Wednesday, December 27, 2006

Is it a 10-7 for 10-codes?

Anyone old enough to remember TV shows such as Dragnet or Adam-12 knows that in police-speak the phrase "10-4" means "OK." The use of the 10-codes dates back in the 1920's the police radio band consisted of only one channel. In order to communicate effectively the 10-code system was developed to describe most police actions.

Each law enforcement agency began to adopt their own version of the codes. For example, a 10-32 in Whitfield County, GA means "subject with firearm" while in Volusia County, FL it refers to "breathalyser available." A 10-34 in Whitfield means "open alcohol" while in Volusia it means "jail break."

In the aftermath of Sept 11th, the Department of Homeland Security began to "encourage" local authorities to drop 10-codes in favor of plain language in an effort to facilitate communications between law enforcement agencies.

Soon, people that hear someone say "10-4" will have no idea what it stands for. That is unless CB radios make a comeback. Sphere: Related Content

Wednesday, December 20, 2006

"TANK U" Very, Very Much!

I know this has been posted elsewhere, but it is such a great idea that it deserves plenty of coverage. A prototype download station, called TANK U, was presented at a November seminar in the Netherlands by Edo Postma of ProBiblio and Eppo van Nispen tot Sevenaer (Delft Public Library).

TANK U is a physical station that downloads information onto mobile phones. After selecting the content requested, the data is transferred to the mobile phone using Bluetooth and is immediately ready for use. The content could consist of music, e-books, film trailers, audio books, lists of new additions in the library, college lectures and audio tours. The content is selected by the library and is meant to give the customer an idea of what the library has to offer.

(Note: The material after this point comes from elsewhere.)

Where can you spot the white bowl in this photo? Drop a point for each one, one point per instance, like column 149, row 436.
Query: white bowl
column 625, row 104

I see it now. Download vending machines are placed outside of lecture halls. Audio/video of the lectures is uploaded into the machine in real time and available for immediate download. Students capture the content on their Bluetooth devices without needing to find a network connection.

What a great idea!


As I have been thinking about being Lorcan Dempsey's "in the flow" I have been limiting myself to the online world. This changes my thinking a bit. This type of technology puts the library into a customer's physical flow. There are plenty of places where potential library customers people gather or wait, such as in hospital waiting rooms. Such kiosks not only give another distribution point, but provides a great deal of marketing exposure for the library.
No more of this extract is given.